If the stop light came on then STOP.

Get the car towed to a garage.

Could be the coolant pump stuck, a leak or something serious. 

Main thing it not to drive it an inch.


----------



## Firesign (2 Jun 2010)

I had same problem last year.... I had a leak in the radiator and it was eating coolant. Keep lots of coolant in car until u get it to a mechanic. Don't drive on it if the stop light is flashing as it can damage the engine even more. Not that big a job so don't be worrying too much. 
Hope u get it sorted


----------



## mathepac (2 Jun 2010)

Check inside the oil-filler cap - if it's mayonaissey in there the head gasket is gone.


----------



## Dirac (2 Jun 2010)

If you are not losing coolant now you have topped up but the temp still fluctuates, it is likely to be a faulty thermostat. Not very expensive to fix.


----------



## SlugBreath (3 Jun 2010)

Our Peugeot 206 has a smell of burning metal after driving a few miles. Plenty of coolant and water O.K.  Very low mileage but need to replace battery every two years. Any thoughts?


----------



## luckyman (3 Jun 2010)

SlugBreath said:


> Our Peugeot 206 has a smell of burning metal after driving a few miles. Plenty of coolant and water O.K.  Very low mileage but need to replace battery every two years. Any thoughts?

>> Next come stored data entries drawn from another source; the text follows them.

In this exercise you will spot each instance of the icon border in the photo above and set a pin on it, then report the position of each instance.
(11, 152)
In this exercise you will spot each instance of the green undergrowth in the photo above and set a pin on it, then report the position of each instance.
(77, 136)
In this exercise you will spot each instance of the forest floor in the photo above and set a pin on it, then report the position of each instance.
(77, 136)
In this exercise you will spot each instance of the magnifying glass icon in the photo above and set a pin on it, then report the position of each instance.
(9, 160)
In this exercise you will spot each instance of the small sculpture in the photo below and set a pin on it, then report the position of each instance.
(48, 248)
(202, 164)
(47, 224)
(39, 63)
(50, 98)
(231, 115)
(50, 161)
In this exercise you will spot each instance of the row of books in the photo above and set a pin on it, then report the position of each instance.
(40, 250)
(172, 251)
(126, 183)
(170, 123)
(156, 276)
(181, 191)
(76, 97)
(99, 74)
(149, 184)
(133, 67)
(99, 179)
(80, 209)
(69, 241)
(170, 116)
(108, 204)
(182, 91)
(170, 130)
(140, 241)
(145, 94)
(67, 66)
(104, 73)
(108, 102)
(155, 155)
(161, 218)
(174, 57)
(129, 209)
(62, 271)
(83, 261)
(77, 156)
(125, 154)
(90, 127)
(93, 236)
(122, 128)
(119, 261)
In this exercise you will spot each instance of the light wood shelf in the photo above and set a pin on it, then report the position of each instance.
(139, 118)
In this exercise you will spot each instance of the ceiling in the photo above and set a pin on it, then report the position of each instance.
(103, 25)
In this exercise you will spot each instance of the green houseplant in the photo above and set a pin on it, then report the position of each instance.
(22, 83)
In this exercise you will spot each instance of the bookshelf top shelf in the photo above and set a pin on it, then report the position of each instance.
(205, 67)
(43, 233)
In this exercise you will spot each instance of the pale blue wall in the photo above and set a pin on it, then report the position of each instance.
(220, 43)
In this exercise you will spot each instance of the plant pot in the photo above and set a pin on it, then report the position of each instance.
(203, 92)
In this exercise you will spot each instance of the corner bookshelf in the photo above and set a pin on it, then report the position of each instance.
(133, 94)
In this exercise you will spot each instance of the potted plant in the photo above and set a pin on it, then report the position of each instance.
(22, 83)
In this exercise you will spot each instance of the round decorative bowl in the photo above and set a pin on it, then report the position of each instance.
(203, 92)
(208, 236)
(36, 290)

leak in the heater matrix, try a bottle of radweld into the radiator or a complete egg minus the shell of course that will sort it but for how long i am unsure


----------



## Guest125 (7 Jun 2010)

SlugBreath said:


> Our Peugeot 206 has a smell of burning metal after driving a few miles. Plenty of coolant and water O.K.  Very low mileage but need to replace battery every two years. Any thoughts?


That burning metal smell is probably the battery being overcharged. Get the Alternator output checked,it will need a new regulator. Is it blowing bulbs frequently?


----------



## Guest125 (7 Jun 2010)

luckyman said:


> leak in the heater matrix, try a bottle of radweld into the radiator or a complete egg minus the shell of course that will sort it but for how long i am unsure


Yea right!! In a model T Ford!! You must be watching too many Laurel & Hardy movies!!


----------



## Tintagel (8 Jun 2010)

caff said:


> That burning metal smell is probably the battery being overcharged. Get the Alternator output checked,it will need a new regulator. Is it blowing bulbs frequently?


 

Same thing with our car but no lights blowing.  We were given a replacement battery from the garage after the first one went after a year but apparently it was not a suitable battery for the car. Battery since changed again.  Could a problem like this lead to a fire?


----------



## Guest125 (8 Jun 2010)

Its very rarely a battery goes on fire but continuous overcharging won't do it any good. A simple voltmeter test across the battery terminals with the engine running will tell a lot. Get it checked.


----------



## Guest125 (8 Jun 2010)

killian123 said:


> in short its a peugeot Sorry!


I didn't want to say that...


----------



## ollie323 (8 Jun 2010)

I had one a few years ago. A stone got stuck in the fan, stopping it from turning and nearly toasted the engine. Just something else to look at if it's not solved yet.

Good luck!


----------